# Do Dwarf hamsters need companionship?



## KloverBeans (Sep 30, 2014)

Our dwarf hamster Pepper passed away this morning, leaving his brother Salt rather lonely. Both were very close, we got them as a pair, and it was rumored they were brothers. But we obviously don't want to let Salt stay alone too long, so if we get a new dwarf, will they fight with one another? Or will a few introductions in neutral space deal with any aggression issues. Do Dwarf hamsters even have aggressions issues? Any advice would be welcome. ):


----------



## Kitterpuss (May 9, 2014)

I've heard once dwarf hamsters reach maturity they can become agressive and territorial. Unlike rats, hamsters really only tolerate company. If you do keep two then you need to have two over everything - two wheels, two bottles, two food dishes etc, and they need to be kept in a one level large cage, so that they can't get territorial over areas and levels. I've also heard it's very risky to intro hamsters when they are older.


----------



## Kinsey (Jun 14, 2009)

I would advise you do not get another hamster. Generally speaking they do NOT get along.


----------



## Pandorascaisse (Mar 12, 2014)

What kind of dwarf are you talking about? I ask because some people refer to Chinese hamsters as dwarfs - and Chinese hamsters are NOT dwarfs and should NEVER be housed together.

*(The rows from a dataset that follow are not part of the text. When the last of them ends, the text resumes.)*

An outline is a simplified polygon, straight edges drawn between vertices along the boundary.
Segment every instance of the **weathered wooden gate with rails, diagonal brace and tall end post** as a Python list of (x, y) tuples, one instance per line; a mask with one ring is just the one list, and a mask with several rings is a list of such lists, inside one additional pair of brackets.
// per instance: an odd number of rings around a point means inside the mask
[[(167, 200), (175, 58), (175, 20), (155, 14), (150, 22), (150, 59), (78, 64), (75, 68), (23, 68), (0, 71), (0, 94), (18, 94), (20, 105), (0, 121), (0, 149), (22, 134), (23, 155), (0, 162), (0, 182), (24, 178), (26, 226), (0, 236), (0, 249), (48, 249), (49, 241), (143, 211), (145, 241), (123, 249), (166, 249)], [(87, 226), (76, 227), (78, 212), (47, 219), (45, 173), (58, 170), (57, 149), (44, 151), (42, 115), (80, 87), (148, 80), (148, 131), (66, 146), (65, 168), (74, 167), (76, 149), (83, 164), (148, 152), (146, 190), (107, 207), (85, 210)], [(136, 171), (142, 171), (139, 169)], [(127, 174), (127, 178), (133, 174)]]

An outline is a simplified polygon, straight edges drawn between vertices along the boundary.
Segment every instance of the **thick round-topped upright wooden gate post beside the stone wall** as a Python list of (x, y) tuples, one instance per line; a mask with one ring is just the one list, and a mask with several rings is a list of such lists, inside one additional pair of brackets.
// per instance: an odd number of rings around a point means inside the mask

A "dwarf" hamster could be any of the following three species: Campbell Russian Dwarf, Winter White Dwarf, or a Roborovski Dwarf hamster. Robos are the most social of the three, I would say, and you can try introducing a buddy in if that's your type of hamster, but it's absolutely not a necessity. Campbells can do okay with or without companions, and you can try if you want to. Winter Whites will do absolutely fine alone.

The reason many dwarf hamster pairs work is because they're from the same litter and have been together since a young age, allowing them to bond. With most hamsters, a buddy isn't necessarily a requirement like it is with rats. Unless your remaining boy seems to be having issues being alone, I personally don't feel there's a need (depending on his species, how old he is, etc) to subject him to the stress of introductions.

If you are unsure of what species your hamster is, check this website: http://erinshamsters.wix.com/hamsters#!page3/cee5


----------